# My Updated 2021 Setup



## 17845 (Jan 10, 2018)

I think I'm about done.


----------



## GengisKhan (May 8, 2017)

Love it! especially the grinder setup. Is one setup for espresso and the other one for everything else?


----------



## Happyguy (Dec 29, 2021)

@hubcapinteresting having two grinders


----------



## 17845 (Jan 10, 2018)

GengisKhan said:


> Love it! especially the grinder setup. Is one setup for espresso and the other one for everything else?


 @Happyguy@GengisKhan, yes one for espresso and the other for pourover/moka.

Really like the Specialita but changing grinds is a pain, almost impossible to get back where you were before.

Quite expensive, but as they say, you can't take it with you etc'.


----------



## GengisKhan (May 8, 2017)

hubcap said:


> @Happyguy@GengisKhan, yes one for espresso and the other for pourover/moka.
> 
> Really like the Specialita but changing grinds is a pain, almost impossible to get back where you were before.
> 
> Quite expensive, but as they say, you can't take it with you etc'.


 Agree with the sentiment.
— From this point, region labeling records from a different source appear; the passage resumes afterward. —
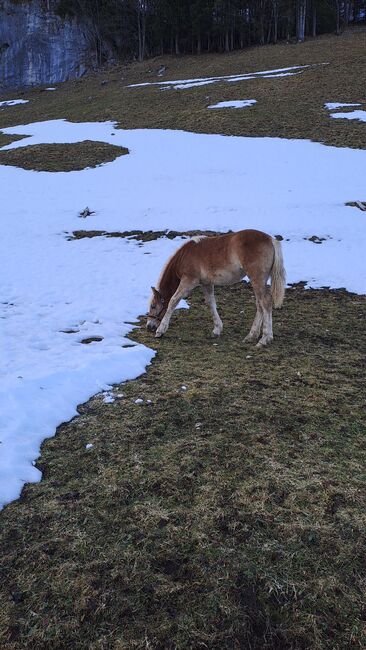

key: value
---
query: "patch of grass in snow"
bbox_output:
[0,132,27,147]
[0,30,366,148]
[0,284,366,650]
[68,230,223,242]
[0,140,129,172]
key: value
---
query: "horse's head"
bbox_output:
[146,287,168,332]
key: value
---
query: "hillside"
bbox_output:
[0,31,366,650]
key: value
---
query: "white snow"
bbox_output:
[330,111,366,122]
[324,102,361,111]
[207,99,257,108]
[0,99,29,107]
[127,65,311,90]
[0,120,366,504]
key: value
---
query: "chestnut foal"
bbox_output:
[147,230,285,347]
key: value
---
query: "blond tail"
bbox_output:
[271,239,286,308]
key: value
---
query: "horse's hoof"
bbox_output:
[255,336,273,348]
[243,334,257,343]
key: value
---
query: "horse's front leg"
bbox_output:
[155,280,197,338]
[202,284,223,336]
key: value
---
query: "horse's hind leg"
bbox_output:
[256,286,273,348]
[202,284,223,336]
[244,296,263,342]
[245,277,273,347]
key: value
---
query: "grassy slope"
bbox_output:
[0,33,366,650]
[0,31,366,154]
[0,285,366,650]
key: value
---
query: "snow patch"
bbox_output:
[0,99,29,107]
[0,120,366,504]
[324,102,361,111]
[127,65,311,90]
[330,111,366,122]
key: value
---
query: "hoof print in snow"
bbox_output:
[79,207,95,219]
[305,235,327,244]
[80,336,103,345]
[346,201,366,212]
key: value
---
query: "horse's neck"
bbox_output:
[158,260,180,302]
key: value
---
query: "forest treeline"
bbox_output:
[57,0,366,63]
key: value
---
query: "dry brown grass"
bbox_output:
[0,27,366,650]
[0,285,366,650]
[0,140,128,172]
[0,31,366,148]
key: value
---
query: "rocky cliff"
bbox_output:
[0,0,96,90]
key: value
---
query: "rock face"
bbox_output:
[0,0,96,90]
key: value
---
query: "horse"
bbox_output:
[146,230,286,347]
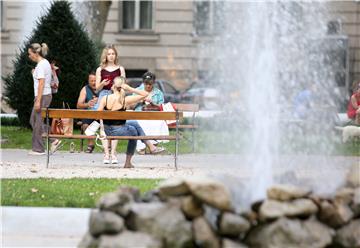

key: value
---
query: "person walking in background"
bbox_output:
[76,72,98,153]
[98,77,163,168]
[95,45,126,153]
[28,43,61,155]
[347,80,360,125]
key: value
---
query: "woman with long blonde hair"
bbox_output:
[98,77,163,168]
[94,45,126,155]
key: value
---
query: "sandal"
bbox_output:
[50,139,62,154]
[103,155,110,164]
[150,147,165,154]
[124,164,135,169]
[111,155,118,164]
[85,145,95,153]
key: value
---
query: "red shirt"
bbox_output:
[100,68,121,90]
[347,93,360,119]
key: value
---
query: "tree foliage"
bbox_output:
[4,1,97,126]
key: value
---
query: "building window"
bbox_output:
[194,1,223,36]
[120,0,153,31]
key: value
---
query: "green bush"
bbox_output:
[3,1,97,126]
[0,117,20,126]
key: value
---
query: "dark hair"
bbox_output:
[143,71,156,82]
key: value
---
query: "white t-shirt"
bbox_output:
[33,59,51,97]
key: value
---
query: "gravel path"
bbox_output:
[0,149,360,180]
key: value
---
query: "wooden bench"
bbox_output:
[42,108,183,169]
[169,103,199,152]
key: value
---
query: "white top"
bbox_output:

Where did you get the funnels from?


----------



## 17845 (Jan 10, 2018)

@GengisKhan

etsy :- https://www.etsy.com/uk/search?q=single dose hopper eureka&ref=auto-1&as_prefix=single dose hopper


----------



## GengisKhan (May 8, 2017)

Thanks mate



hubcap said:


> @GengisKhan
> 
> etsy :- https://www.etsy.com/uk/search?q=single dose hopper eureka&ref=auto-1&as_prefix=single dose hopper


----------